In a move emphasizing NASA's desire to focus on deep space exploration instead of low-Earth orbit (LEO) activities, the space agency is opening the International Space Station (ISS) to limited commercial use, including hosting private astronauts. The plans not only involve making room on the station for commercial services, but also reserves a docking berth for a privately owned and operated habitat module.
Though NASA will continue with its own LEO research and testing in the run-up to the return of American astronauts to the Moon, it is also intent on encouraging the development of a space-based private economy. In recent years, we've already seen this in the form of the highly visible program to hand over the US ferrying of crews to and from the ISS to private vendors, but the space agency has also been encouraging companies to conduct commercial R&D on the station.
To date, more than 50 companies do so through the International Space Station US National Laboratory mandate, with 11 companies installing 14 commercial facilities on the ISS, but the government wants to encourage a larger scale and more general commercial presence that encompasses many different markets. The hope is that this will not only lead to a whole new branch of the world economy, as happened in the wake of the Age of Exploration, but will also allow NASA access to space services at a much lower cost.
In hopes of expanding this support beyond simple research and development, NASA want's companies to move into actual manufacturing and production in space. To achieve this, NASA has released a list of prices for commercial and marketing activities related to the ISS. The directive released on Friday is provisional and the agency says that the prices and the resources offered will be amended every six months based on the responses received.
The initial offering is to sell to each bidder five percent of NASA's annual allocation of crew resources and station cargo capacity, as well as 90 hours of crew time and 175 kg (386 lb) of payload space aboard a cargo shipment to the space station. The reason for this tight share offering is to encourage competition among customers.
In addition NASA has extended an invitation to private astronauts to visit the ISS for up to 30 days to carry out approved commercial activities, with the first mission possible by 2020. The station will accept up to two visits per year with the astronauts flying aboard US manned spacecraft.
However, none of this will be a matter of buying a ticket and queuing at the gate.

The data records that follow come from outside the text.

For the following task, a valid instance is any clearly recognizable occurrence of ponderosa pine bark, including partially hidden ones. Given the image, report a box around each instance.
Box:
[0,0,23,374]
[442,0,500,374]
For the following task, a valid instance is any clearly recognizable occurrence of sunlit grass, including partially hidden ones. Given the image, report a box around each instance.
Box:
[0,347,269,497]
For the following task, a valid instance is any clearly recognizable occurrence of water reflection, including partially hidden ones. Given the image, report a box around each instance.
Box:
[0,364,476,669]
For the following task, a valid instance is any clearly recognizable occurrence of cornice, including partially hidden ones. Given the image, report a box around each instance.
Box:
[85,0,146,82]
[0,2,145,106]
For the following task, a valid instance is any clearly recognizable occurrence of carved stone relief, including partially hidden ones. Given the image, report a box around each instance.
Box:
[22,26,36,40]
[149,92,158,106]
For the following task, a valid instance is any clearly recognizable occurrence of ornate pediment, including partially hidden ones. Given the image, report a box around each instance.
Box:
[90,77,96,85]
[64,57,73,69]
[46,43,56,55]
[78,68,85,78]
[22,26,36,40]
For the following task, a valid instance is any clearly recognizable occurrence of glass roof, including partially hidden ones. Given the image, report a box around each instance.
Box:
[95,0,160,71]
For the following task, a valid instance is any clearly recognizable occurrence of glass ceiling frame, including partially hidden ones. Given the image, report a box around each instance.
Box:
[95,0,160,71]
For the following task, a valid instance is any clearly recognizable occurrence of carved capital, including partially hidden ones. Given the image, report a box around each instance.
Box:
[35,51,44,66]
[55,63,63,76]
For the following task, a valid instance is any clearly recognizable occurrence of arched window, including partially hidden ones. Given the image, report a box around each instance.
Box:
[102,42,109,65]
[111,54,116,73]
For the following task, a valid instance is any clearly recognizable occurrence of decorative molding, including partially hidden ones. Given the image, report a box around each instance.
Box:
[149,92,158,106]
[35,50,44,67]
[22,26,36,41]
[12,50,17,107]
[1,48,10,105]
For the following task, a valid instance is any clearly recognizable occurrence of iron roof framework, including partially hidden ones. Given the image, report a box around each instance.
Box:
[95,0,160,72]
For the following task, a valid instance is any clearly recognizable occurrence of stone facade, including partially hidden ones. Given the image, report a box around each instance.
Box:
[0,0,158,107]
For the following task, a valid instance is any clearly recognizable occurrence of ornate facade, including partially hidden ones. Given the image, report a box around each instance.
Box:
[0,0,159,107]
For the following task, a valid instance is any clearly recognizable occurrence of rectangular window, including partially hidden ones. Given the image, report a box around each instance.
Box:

Commercial activities must require the unique properties of a microgravity environment, have some connection to NASA's overall mission, or support the development of an LEO economy. Meanwhile, the astronauts must meet the same medical, training and certification standards as government space station crew members.
According to NASA, the goal of all this is to make better use of the ISS and also produce more destinations for manned space flights in LEO. As part of this, NASA is offering a berth on the station's Harmony module, where a commercial module could one day be temporarily docked for manufacturing and production purposes. NASA is seeking concepts for in-space manufacturing, regenerative medicine, bioengineering, and other fields that could lead to an ongoing, financially-viable commercial activities in space that produce a sustainable Earthside demand.